Research continues to show long-lasting positive impacts, like increased educational attainment, higher earnings potential and reductions in crime, for children who receive high quality early childhood education. A recently released study further builds the case for quality early learning opportunities for all children.
The Abecedarian Project, a long term study on health and early education, found that people who participated in an early education program which included education, meals, and medical care such as screenings and check-ups had better health outcomes thirty years later in life than those who did not participate in the program.

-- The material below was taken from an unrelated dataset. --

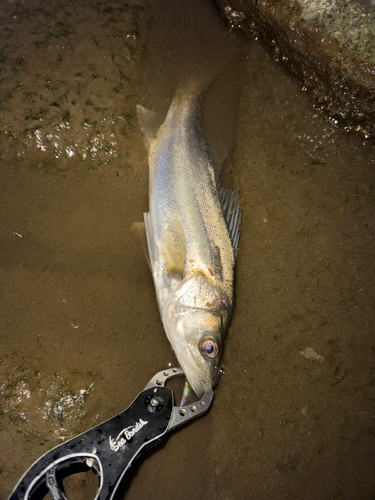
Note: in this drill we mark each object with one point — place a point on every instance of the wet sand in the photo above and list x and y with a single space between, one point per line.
294 412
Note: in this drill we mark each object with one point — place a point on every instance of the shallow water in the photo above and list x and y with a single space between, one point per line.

The group had significantly lower rates of obesity, lower BMI’s (body mass index), and higher levels of good cholesterol. Males were less likely to fall into the stage one hypertension category. Women were less likely to be affected by abdominal obesity and less likely to experience pre-hypertension. Men and women that participated in the project were also at a lower risk for total coronary heart disease.
This study has great implications for the Commonwealth, which continues to struggle with high rates chronic disease and other health issues. One in three Kentuckians are obese. We also rank 47th in the nation for heart disease and have a high rate of cancer deaths. Pediatricians in Kentucky continue to see an increase in the number of children diagnosed with type-2 diabetes.
Watch the video for a fast and easy explanation of the Abecedarian Project and the importance of early childhood education and healthy habits. It’s another reason we ask our state and federal leaders to invest in quality early learning opportunities for children. It helps children as they are young and into adulthood.